Writing Skills

Overview

Skills are code. They have bugs. Test them before deploying.

This is the TDD-for-skills methodology adapted from Superpowers (N=28,000 scale testing confirms persuasion-optimized skills produce 3-4x better agent compliance than plain instructions).

THE IRON LAW: NO SKILL WITHOUT A FAILING TEST FIRST. Write skill before testing? Delete it. Start over. No exceptions. Not for "simple additions," not for "just a section," not for "reference only."

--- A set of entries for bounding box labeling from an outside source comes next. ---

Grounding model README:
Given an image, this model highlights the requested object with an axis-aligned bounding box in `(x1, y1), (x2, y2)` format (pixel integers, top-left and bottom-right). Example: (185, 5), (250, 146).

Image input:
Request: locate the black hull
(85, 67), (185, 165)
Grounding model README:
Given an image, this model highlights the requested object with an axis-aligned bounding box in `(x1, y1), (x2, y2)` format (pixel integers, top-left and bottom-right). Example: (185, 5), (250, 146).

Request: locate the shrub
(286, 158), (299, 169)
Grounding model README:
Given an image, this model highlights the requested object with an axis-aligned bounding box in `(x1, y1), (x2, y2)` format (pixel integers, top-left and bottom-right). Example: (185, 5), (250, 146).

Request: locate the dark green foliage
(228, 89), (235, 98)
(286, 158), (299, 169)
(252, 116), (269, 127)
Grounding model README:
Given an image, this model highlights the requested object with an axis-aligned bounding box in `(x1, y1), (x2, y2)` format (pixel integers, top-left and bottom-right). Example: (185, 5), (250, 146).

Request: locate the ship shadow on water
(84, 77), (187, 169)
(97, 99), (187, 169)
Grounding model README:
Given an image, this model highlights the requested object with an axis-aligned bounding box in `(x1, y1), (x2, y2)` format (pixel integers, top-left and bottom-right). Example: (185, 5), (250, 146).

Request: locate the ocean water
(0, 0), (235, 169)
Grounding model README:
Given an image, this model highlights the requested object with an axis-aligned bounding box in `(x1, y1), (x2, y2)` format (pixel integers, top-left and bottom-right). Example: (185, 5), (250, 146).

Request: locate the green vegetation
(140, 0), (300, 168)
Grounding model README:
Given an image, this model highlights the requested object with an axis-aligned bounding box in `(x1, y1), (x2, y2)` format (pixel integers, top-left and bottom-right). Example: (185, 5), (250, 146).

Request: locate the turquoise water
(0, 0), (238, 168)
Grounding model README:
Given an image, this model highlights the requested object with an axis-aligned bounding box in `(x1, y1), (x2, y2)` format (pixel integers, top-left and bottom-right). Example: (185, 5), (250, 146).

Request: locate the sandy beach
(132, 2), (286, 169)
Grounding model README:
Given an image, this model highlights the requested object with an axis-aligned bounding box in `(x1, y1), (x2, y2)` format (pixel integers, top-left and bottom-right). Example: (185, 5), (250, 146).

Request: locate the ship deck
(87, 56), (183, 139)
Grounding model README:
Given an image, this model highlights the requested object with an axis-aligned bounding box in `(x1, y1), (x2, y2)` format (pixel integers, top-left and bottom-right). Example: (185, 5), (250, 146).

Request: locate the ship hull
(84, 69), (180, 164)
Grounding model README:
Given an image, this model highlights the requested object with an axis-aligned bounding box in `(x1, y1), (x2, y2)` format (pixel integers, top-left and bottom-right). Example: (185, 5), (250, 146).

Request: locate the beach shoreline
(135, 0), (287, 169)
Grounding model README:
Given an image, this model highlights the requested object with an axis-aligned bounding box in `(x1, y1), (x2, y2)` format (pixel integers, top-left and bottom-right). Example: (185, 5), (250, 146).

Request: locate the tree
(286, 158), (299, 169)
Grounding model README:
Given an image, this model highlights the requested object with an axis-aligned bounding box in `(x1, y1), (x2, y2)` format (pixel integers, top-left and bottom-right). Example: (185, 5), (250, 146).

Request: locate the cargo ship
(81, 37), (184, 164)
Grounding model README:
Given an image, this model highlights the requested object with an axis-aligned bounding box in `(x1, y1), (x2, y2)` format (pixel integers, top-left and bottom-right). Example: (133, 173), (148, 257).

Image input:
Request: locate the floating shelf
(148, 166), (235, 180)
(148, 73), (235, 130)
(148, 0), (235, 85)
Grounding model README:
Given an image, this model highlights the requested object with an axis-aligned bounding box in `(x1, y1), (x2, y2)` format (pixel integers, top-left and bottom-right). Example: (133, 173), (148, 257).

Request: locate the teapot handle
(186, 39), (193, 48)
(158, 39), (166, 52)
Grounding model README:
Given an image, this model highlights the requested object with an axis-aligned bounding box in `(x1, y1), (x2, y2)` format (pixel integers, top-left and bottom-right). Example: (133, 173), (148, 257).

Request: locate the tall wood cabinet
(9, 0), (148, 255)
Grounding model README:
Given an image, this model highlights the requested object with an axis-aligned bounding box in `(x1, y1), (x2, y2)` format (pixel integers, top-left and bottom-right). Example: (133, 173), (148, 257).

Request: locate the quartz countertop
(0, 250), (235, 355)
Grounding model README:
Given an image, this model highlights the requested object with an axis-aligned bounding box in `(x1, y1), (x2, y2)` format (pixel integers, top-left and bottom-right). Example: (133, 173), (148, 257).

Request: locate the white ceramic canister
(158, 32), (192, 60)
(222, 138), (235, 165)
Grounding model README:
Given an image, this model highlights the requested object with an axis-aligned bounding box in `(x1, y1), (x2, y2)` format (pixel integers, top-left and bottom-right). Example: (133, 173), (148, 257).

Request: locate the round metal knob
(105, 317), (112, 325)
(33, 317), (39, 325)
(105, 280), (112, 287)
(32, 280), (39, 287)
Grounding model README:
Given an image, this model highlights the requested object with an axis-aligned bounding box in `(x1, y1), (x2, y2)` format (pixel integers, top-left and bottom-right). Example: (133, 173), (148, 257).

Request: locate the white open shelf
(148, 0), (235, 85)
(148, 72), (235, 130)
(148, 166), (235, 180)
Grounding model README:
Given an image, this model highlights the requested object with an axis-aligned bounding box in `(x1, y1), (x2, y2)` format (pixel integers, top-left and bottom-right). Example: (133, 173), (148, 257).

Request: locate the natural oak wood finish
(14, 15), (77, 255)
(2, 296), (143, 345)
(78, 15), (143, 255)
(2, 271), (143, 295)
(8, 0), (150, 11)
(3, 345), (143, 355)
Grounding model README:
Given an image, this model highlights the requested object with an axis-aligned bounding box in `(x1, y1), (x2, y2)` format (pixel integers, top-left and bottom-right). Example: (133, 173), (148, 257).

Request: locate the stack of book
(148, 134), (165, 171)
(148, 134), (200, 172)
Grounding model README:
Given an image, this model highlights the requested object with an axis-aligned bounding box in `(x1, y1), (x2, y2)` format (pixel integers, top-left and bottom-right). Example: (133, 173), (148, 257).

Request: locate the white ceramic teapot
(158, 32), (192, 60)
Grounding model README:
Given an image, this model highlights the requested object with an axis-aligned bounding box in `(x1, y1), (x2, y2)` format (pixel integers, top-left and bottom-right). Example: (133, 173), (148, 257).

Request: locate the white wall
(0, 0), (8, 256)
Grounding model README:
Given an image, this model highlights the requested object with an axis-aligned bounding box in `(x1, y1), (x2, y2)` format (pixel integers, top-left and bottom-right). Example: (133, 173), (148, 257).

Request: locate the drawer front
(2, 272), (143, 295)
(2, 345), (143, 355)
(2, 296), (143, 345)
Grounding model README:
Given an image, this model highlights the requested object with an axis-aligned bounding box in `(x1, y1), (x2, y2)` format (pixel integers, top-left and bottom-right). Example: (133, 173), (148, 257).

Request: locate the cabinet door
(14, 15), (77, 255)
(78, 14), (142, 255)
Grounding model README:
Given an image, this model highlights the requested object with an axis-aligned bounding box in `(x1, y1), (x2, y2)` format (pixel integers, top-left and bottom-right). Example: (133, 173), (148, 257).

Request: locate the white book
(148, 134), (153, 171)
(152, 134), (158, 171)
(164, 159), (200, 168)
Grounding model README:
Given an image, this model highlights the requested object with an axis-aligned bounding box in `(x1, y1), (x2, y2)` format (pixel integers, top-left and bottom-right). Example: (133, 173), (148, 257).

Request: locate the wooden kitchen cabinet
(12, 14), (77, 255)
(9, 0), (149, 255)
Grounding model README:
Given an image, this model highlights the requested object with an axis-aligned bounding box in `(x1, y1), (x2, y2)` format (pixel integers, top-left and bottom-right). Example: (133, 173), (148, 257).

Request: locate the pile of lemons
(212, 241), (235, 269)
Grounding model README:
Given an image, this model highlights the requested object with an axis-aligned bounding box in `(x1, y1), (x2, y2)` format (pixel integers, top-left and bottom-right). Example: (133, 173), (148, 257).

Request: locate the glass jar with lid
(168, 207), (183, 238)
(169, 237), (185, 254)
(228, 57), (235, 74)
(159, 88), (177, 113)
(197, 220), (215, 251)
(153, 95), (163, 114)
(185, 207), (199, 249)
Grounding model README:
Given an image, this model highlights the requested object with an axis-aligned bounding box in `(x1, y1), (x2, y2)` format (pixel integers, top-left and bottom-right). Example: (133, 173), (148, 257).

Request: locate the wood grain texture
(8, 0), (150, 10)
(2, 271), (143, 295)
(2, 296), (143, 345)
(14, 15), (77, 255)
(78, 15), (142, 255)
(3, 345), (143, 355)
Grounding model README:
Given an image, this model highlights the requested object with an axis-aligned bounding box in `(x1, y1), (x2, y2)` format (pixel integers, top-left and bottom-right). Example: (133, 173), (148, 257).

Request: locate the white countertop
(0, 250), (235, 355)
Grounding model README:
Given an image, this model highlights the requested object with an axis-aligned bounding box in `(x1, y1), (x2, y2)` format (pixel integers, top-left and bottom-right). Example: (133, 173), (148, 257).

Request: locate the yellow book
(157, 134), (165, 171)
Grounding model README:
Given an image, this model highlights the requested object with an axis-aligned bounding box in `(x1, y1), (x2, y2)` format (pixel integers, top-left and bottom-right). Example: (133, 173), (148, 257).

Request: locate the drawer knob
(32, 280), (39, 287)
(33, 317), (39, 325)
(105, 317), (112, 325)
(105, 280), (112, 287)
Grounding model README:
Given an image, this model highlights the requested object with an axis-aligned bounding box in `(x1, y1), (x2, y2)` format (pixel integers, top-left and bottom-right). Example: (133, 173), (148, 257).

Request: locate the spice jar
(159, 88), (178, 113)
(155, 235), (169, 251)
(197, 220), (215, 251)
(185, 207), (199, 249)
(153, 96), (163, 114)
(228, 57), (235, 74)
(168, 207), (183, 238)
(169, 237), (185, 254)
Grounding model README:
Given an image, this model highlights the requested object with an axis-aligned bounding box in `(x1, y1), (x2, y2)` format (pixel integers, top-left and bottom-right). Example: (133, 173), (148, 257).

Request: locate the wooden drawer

The Core Cycle: RED -> GREEN -> REFACTOR

TDD Concept	Skill Equivalent
Test case	Pressure scenario with subagent
Production code	SKILL.md
Test fails (RED)	Agent violates rule without skill
Test passes (GREEN)	Agent complies with skill present
Refactor	Close loopholes, maintain compliance

PHASE 1: RED: Write the Failing Test

HARD-GATE: Do not write any skill content until you complete this phase.

Minimum Pressure-Test Set

Before calling a skill "tested", run at least 3 pressure scenarios that are realistic enough to tempt failure:

a time-pressure scenario
an ambiguity scenario
a convenience/rationalization scenario

A real RED failure means the agent had a fair chance to choose correctly and still violated the intended rule. A real GREEN pass means the agent follows the skill under pressure without needing hidden help from the evaluator.

Load

references/writing-skills-operations.md

for the exact RED/GREEN/REFACTOR execution steps and validation/documentation flow.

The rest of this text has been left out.